Agora, pela primeira vez, também Wolfram Engels reconhecia a "saída equivocada": Das esperanças quase nada sobrou. As empresas não tinham nem o tempo para desenvolver produtos competitivos, nem os meios para mobilizar reservas de produtividade. O resultado é um desastre. Quase não existem mais empresas industriais com capacidade de sobreviver por conta própria. É verdade que há toda uma série de sinais de esperança nos novos Estados. Realmente, a Alemanha ainda não está perdida" (Wirtschaftswoche, n. 10, 1.3.91). Então, em maio de 1991, o presidente do Bundesbank, Poehl, demitiu-se aparentemente motivado pela situação real e também pela sua própria impotência diante dela. Sua demissão suscitou os piores boatos. Entrementes, o professor Engels havia mudado em definitivo para o acampamento da posição aberta da fração de Cassandra, que rapidamente começava a se formar entre a expertocracia: "Nos próximos anos a industrial nos novos Estados da federação em grande parte falirá" (Wirtschaftswoche, n. 23, 31.5.91). Dois meses depois Engels já sabia que "o resultado não é abaixo do esperado nem ruim. É simplesmente catastrófico. Na antiga RDA, apenas um terço dos produtos industriais de 1989 continua a ser produzido. Mesmo que a partir do ano que vem a produção venha a crescer 10% ao ano, somente no ano de 2003 seria alcançado o nível de 1989, e só por volta de 2020 se atingiria o nível atual da antiga República federal" (Wirtschaftswoche, n.31, 26.7.91).

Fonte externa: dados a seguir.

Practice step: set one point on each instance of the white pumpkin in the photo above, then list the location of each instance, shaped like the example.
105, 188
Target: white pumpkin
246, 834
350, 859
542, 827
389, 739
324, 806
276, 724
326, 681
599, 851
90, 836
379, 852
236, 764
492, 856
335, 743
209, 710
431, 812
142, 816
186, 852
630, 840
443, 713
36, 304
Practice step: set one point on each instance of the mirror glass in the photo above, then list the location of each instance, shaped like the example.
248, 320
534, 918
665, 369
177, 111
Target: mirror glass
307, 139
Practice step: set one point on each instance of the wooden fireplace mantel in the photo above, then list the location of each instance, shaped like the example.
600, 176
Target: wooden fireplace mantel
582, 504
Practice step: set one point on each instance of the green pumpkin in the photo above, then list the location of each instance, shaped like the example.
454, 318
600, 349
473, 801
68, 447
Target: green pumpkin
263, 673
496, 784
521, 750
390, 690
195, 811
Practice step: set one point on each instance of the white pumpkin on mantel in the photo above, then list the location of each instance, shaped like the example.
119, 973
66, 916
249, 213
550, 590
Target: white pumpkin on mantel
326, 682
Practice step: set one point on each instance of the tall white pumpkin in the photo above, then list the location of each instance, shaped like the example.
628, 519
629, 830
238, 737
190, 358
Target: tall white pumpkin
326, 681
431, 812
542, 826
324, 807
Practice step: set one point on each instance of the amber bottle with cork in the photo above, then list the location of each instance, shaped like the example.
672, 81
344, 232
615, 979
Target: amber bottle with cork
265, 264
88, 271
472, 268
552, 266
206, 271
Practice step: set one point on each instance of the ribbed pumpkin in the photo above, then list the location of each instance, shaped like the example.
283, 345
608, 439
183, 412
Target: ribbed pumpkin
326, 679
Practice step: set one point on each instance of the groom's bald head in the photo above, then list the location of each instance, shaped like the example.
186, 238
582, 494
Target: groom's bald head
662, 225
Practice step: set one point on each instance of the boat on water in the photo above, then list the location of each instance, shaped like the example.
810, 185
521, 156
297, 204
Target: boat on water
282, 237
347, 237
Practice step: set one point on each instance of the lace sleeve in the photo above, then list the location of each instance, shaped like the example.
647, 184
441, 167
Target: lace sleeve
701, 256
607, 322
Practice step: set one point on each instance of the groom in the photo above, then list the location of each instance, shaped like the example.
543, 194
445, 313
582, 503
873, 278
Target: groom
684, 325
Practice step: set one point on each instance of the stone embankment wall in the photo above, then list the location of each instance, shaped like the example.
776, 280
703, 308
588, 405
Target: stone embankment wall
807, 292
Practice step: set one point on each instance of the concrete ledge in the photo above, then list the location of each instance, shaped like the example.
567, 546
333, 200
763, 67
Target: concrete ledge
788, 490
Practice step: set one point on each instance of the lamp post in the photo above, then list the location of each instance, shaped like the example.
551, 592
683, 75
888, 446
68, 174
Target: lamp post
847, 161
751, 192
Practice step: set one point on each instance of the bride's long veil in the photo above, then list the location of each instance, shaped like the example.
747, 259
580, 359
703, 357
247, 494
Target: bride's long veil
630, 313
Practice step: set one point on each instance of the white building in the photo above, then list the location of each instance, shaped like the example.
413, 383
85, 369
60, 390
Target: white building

O desenvolvimento real poria por terra até mesmo essa previsão profundamente pessimista, embora de fato não devesse haver nada que pudesse ser mais grave do que o referido pelo atributo "catastrófico". Até mesmo o grupo reformista de esquerda Memorandum ainda afirmava em seu Memorandum 92: "No segundo semestre de 1991 o retrocesso da produção industrial no Leste parou", para acrescentar apreensivamente: "Contudo, não é certo que com isso se tenha chegado ao fundo do poço" (Memorandum 92, p.18). De fato: segundo cálculos de agosto de 1992 do Instituto Alemão de Pesquisa Econômica (Deutschen Institut für Wirtschaftsforschung DIW), depois de diminuir para um terço em 1990, o Produto Interno Bruto da Alemanha Oriental continuou caindo durante todo o ano de 1991 em relação ao ano anterior: menos 42, 1% no primeiro trimestre, menos 44, 7% no segundo, menos 24, 7% no terceiro e ainda menos 17, 0% no quarto trimestre. A previsão de crescimento para 1992, que, depois de tocar o fundo, deveria renovar a esperança em um rápido "mas desta vez definitivo" desenvolvimento da Alemanha oriental, ainda segundo as estimativas do outono de 1991 das cinco mais importantes instituições de pesquisa econômica, era de plenos 12%; no inverno era de 10%, na primavera de 1992 caia para 5%, no verão baixava, conforme o DIW, para 2,5%, ridículos em relação à expectativa inicial. Entrementes, mesmo as estimativas dos obrigatórios otimistas institucionais eram mais baixas do que as já pessimistas previsões de Wolfram Engels. Segundo comunicado do Ministério da fazenda da Alemanha, a produção industrial continuava caindo nos primeiros meses de 1992: "Numa escala bimestral, o resultado na área produtiva reduziu-se em 19% (Handelsblatt, 21.5.92). Após uma alta de 10, 5% em março de 1992, atribuída contudo a "influencias sazonais", já em abril a produção industrial regredia em 5,5%.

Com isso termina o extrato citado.